Y seguimos en las mismas. Entonces me relajo, bajo la guardia de nuevo y el sueño vuelve a visitarme. ¡Con lo bien que estábamos en el campamento a orillas del Marne! Por las mañanas, nos despertaba el canto de los pájaros y acto seguido, recién levantados, nos sumergíamos en el agua tibia.5 Al final del verano una bruma blanca flotaba sobre la hierba, pero los primeros rayos de sol la disipaban. Esa niebla, con un aire melancólico, se iba con pesar para volver con más persistencia a la mañana siguiente. Al cerrar los ojos vuelvo a verla vagar perezosamente colándose en cada hueco. Al abrir los ojos sigo viéndola. La veo tan nítidamente que me da escalofríos.
Tengo frío, las cartucheras se me clavan en las costillas. No tenía que haber cargado tanto la cartuchera que llevo a la espalda, ¡cómo me pesa en los riñones! El impermeable que me protege del frío me procura una tibieza húmeda que se me adhiere a la espalda. ¡Qué frío tengo en los pies! Es cierto que hay niebla blanca a ras de suelo. Es como si pudiese cogerla con las manos. Una mata de hierba teñida de blanco, brrrr… Está tan fría como la nieve. Es que es nieve. Se podrían hacer bolas de nieve, y si fuese recogiendo de todos los lados incluso podría hacer un muñeco. Todo está blanco… Pero esto no es nieve, esto es… ¿Cómo se llama? Es rocío helado. Escarcha. Ya es de día. Toda esta capa blanca parece fluir desde el horizonte, como si manase del cielo lejano.
Nace el día. Por fin se ha acabado esta noche de pesadilla. Menos mal. Ahora lo veré todo más claro. Ahí vienen algunos, ya era hora. ¿Es el relevo? Mejor aún, es el tentempié: café caliente, pan y jamón. De pie allí en medio, con nuestro café, somos los más felices del mundo.
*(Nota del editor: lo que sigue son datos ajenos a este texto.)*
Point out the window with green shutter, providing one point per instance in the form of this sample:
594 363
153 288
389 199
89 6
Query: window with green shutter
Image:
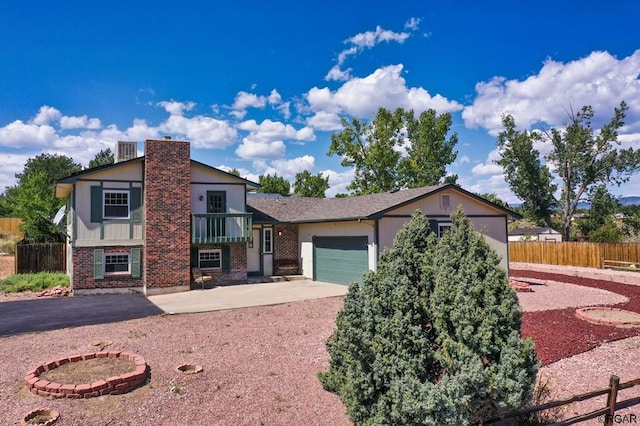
135 262
96 204
98 264
226 258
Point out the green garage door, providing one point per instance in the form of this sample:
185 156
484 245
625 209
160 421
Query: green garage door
340 260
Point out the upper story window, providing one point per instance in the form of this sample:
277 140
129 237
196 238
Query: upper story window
116 204
210 259
267 240
443 228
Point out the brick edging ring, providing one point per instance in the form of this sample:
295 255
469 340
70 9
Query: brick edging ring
110 386
583 314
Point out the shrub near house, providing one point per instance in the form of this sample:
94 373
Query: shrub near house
432 337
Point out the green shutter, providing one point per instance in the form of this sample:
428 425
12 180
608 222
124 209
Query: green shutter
433 226
96 204
98 264
194 257
226 258
135 263
136 204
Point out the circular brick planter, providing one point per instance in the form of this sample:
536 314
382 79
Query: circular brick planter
45 417
189 369
109 386
606 315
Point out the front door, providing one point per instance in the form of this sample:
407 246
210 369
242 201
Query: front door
216 203
253 254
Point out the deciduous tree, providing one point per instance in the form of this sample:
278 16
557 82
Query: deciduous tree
586 158
308 185
274 185
527 177
433 336
395 150
102 158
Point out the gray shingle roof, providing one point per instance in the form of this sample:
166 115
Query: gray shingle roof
307 209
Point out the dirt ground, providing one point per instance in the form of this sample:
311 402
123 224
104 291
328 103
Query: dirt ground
7 265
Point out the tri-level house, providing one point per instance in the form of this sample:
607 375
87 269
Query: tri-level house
142 223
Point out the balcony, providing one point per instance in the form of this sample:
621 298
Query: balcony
219 228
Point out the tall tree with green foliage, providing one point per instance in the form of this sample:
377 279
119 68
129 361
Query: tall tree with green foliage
478 318
308 185
274 185
527 177
603 207
374 150
103 158
32 198
395 356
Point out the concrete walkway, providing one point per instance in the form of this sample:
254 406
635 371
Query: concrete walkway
623 277
243 295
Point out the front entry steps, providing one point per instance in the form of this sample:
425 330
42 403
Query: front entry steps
275 279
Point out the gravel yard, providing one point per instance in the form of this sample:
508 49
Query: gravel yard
260 363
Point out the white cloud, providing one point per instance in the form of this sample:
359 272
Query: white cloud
370 39
10 164
336 74
367 40
82 122
245 100
201 130
270 130
385 87
18 134
600 80
46 115
325 121
412 24
289 168
253 150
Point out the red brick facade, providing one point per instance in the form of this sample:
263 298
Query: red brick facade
167 200
83 264
285 249
237 263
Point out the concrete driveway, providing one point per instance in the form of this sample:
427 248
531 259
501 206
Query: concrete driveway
238 296
26 316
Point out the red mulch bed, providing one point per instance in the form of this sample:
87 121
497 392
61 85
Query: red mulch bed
560 334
Qué placer, el café caliente. Nos calentamos las manos, las mejillas, la nariz. Correr un poco, moverse, evacuar, vivir. Pero persiste la palidez en nuestras caras, solo brillan los ojos, los ojos con los párpados hinchados, los ojos legañosos. El frío intenso nos irrita la nariz pero pronto subirá la temperatura. El astro rey se levanta; percibimos su corona de oro. Viene a sembrar vida, a espantar a los vampiros, las pesadillas y los sapos de la noche.
–Recoged los bártulos y en marcha.
Sí, en marcha. Los camiones nos esperan en la carretera. Venga, todos arriba y en marcha. El aire es puro, la carretera ancha. Por desgracia el cielo está claro; esperemos que la aviación… Qué imprudencia viajar de día, sobre todo en una zona tan desierta. No hay más que piedras, colinas peladas, y ni un árbol.
Anda, una casa. Y otra. Sin duda nos acercamos a un pueblo. Ojalá haya chicas guapas… Los camiones tuercen delante de la iglesia y se detienen. El Ayuntamiento no debe de estar lejos. Los jefes salen a hacer averiguaciones. Los soldados, como todos los soldados del mundo, inspeccionan con la mirada las calles tortuosas y desiertas.
Llegada de las unidades de la XII BI a Chinchón. Noviembre de 1936.
Algunas mujeres van a buscar agua. No están mal, no están nada mal. Jóvenes, bien hechas, más bien delgadas, ágiles.